Anomaly Mining: Detection, Explanation, Interaction
Anomaly mining is a key unsupervised learning task, with numerous applications in finance, security, surveillance, etc. Despite its importance and extensive work on the topic, anomaly mining remains a challenging subject in part due to the tremendous variety of both the forms that anomalies can take and the settings in which they are to be identified. One of the main thrusts of my research has been in tackling these challenges in anomaly mining by building models that are suitable for different practically-relevant settings.
In this talk, I will highlight some vignettes from my recent work on streaming, contextual, and relational anomaly detection with concrete applications to intrusion, ad fraud, tax and credit card fraud detection. I will also discuss how to improve detection quality by bringing human-in-the-loop, with a focus on auditing systems. Finally I will move beyond detection and introduce new approaches for explaining anomalies toward verification and sense-making.
Leman Akoglu joined the Heinz College faculty as an Assistant Professor in Fall 2016. She also holds a courtesy appointment in the Computer Science Department (CSD) and the Machine Learning Department (MLD) of School of Computer Science (SCS).

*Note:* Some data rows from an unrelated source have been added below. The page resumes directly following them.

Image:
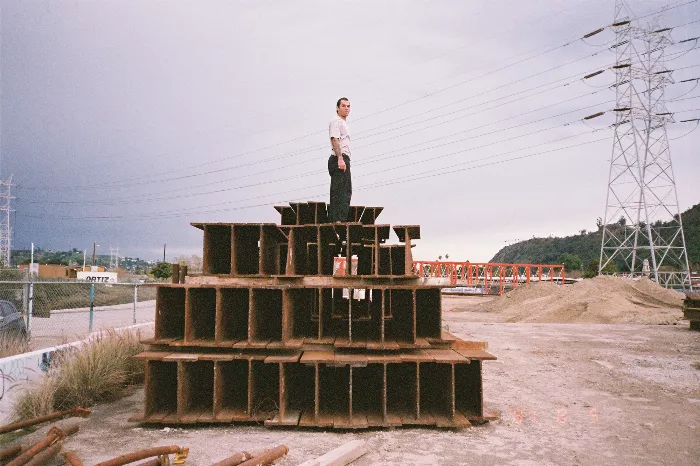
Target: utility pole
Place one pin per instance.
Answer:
(642, 219)
(5, 225)
(113, 258)
(94, 249)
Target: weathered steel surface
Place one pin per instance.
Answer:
(275, 331)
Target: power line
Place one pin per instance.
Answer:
(396, 181)
(403, 150)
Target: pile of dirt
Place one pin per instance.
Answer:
(603, 300)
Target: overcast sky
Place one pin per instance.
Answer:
(123, 121)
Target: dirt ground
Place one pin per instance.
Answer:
(568, 394)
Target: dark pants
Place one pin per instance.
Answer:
(341, 190)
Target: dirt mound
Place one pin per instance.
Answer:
(605, 300)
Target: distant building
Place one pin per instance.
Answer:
(57, 271)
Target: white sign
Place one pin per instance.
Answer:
(98, 277)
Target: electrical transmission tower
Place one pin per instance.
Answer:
(113, 259)
(642, 227)
(5, 226)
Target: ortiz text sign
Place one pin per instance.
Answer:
(98, 277)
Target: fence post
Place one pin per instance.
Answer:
(92, 304)
(30, 309)
(136, 298)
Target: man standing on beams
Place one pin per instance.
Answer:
(339, 163)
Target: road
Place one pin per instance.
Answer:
(67, 325)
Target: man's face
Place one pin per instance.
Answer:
(344, 109)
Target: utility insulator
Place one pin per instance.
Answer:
(593, 74)
(619, 44)
(595, 115)
(591, 34)
(620, 123)
(620, 83)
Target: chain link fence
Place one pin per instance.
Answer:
(42, 314)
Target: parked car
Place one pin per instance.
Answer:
(11, 320)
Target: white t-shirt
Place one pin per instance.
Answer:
(338, 128)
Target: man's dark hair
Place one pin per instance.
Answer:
(337, 104)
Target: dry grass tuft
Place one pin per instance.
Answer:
(94, 372)
(12, 343)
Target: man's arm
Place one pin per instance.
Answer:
(338, 154)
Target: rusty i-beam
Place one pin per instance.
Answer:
(270, 316)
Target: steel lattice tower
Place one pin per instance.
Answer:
(642, 227)
(5, 226)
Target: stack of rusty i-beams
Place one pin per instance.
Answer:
(271, 332)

Prior to this she was an Assistant Professor in the Department of Computer Science at Stony Brook University since receiving her Ph.D. from CSD/SCS of Carnegie Mellon University in 2012.
Dr. Akoglu’s research interests span a wide range of data mining and machine learning topics with a focus on algorithmic problems arising in graph mining, pattern discovery, social and information networks, and especially anomaly mining; outlier, fraud, and event detection. At Heinz, Dr. Akoglu directs the Data Analytics Techniques Algorithms (DATA) Lab.